Tale scelta comunicativa caratterizza Lines da qualche anno. Già nel 2018 aveva realizzato una campagna di sensibilizzazione a tema mestruazioni e sessualità dal titolo Domande scomode. Anche in quel caso l’obiettivo era infrangere gli stereotipi e le false credenze che riguardano la salute delle donne. I contenuti presentano però un carattere eteronormativo e la reiterazione dei miti della rottura dell’imene e della verginità, come sottolinea Virginia Cerrone, cofondatrice di Pureeros. Nonostante ciò l’opinione del vasto pubblico è stata positiva nei confronti di tutti gli spot del brand, che sono sicuramente meno irriverenti rispetto alla scelta di Nuvenia.  
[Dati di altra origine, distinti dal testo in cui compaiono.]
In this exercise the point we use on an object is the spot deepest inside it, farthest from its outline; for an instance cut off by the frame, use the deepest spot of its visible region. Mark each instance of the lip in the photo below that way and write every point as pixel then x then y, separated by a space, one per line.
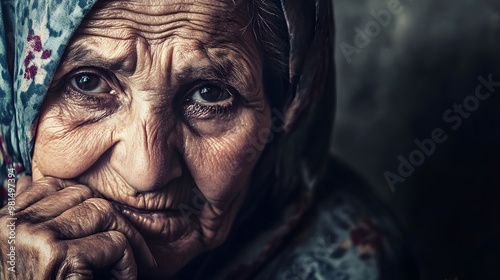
pixel 167 224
In conclusione, visto l’orientamento dei brand verso l’impatto sociale e la sensibilizzazione, bisogna chiedersi se questa non sia solo una mossa di tipo economico. Elise Thiébaut in Questo è il mio sangue ha scritto: «i marchi hanno scelto di accodarsi alla battaglia per la parità sessuale vantando nelle loro pubblicità l’emancipazione delle donne e la lotta contro i pregiudizi sessisti». Questo, però, è solo pinkwashing, cioè l’uso di temi femministi per fini commerciali? 

Indubbiamente non si fa nulla senza sperare di ottenere qualcosa in cambio, anche solo in termini di immagine. L’introduzione di temi sociali nelle pubblicità e il loro accostamento a campagne di sensibilizzazione hanno inoltre degli effetti positivi anche sui guadagni dei brand. È importante osservare, però, anche l’altro lato della medaglia: gli spot pubblicitari e, in generale, la televisione hanno un ruolo importante nella costruzione della coscienza collettiva. Parlare quindi di normalizzazione del sangue mestruale e dell’abbattimento dei pregiudizi probabilmente comporta dei vantaggi economici per Nuvenia e Lines, ma implica anche dei benefici per l’intera società, che giorno dopo giorno si trova esposta a spot che ne modificano, seppur parzialmente, il modo di pensare le mestruazioni.